Of course, in August 2004 Tom Easling was already arrested. The police had already undertaken the arrest, so what were the department's investigators doing conducting further investigations when the police had taken over the matter? What were they doing going to Mr Easling's previous employers parading as police officers, as alleged in the letter from the City of Mitcham?

I invite the government to go to some of Mr Easling's other employers and ask whether that occurred. And ask this question: did it occur before they went to the City of Mitcham? If it did and the previous employers rejected the investigators, because at that stage they might not have paraded as police officers, if they then went to the City of Mitcham and paraded as police officers that would be a deliberate deception, because when investigators roll up they have an obligation to show some identification.

How is it that the City of Mitcham has written to Mr Easling saying that these investigators paraded and put themselves out there as police officers? That is what the letter alleges, that they told the chief executive that they were police officers conducting an investigation. I have called for a royal commission into this matter for months and here is another piece of evidence, dated 23 March this year, relating to this particular matter.

There is one other matter I wish to raise while the Minister for Youth is in the chamber. I will say to him that I am not going to make the contents of this memo public, but I ask him to investigate this issue. This memo I am about to give you, minister, was subpoenaed twice by Mr Easling, once in a general subpoena, and then once specifically on its own under subpoena. The government said that this document did not exist.

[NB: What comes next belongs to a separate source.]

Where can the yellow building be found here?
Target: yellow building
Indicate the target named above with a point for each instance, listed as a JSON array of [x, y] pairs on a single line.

Can the minister explain how a document that does not exist and was subpoenaed twice is in the possession of the opposition and Mr Easling? Can the government guarantee that there are no other documents that have been subpoenaed that were not provided to Mr Easling for the purposes of his trial? I have raised two very serious issues today and I hope that the government will do the right thing and have a royal commission into this matter.

Honourable members: Hear, hear!

The DEPUTY SPEAKER: I am sure that we all offer our congratulations to the member for Morialta, who is proceeding rapidly to her place.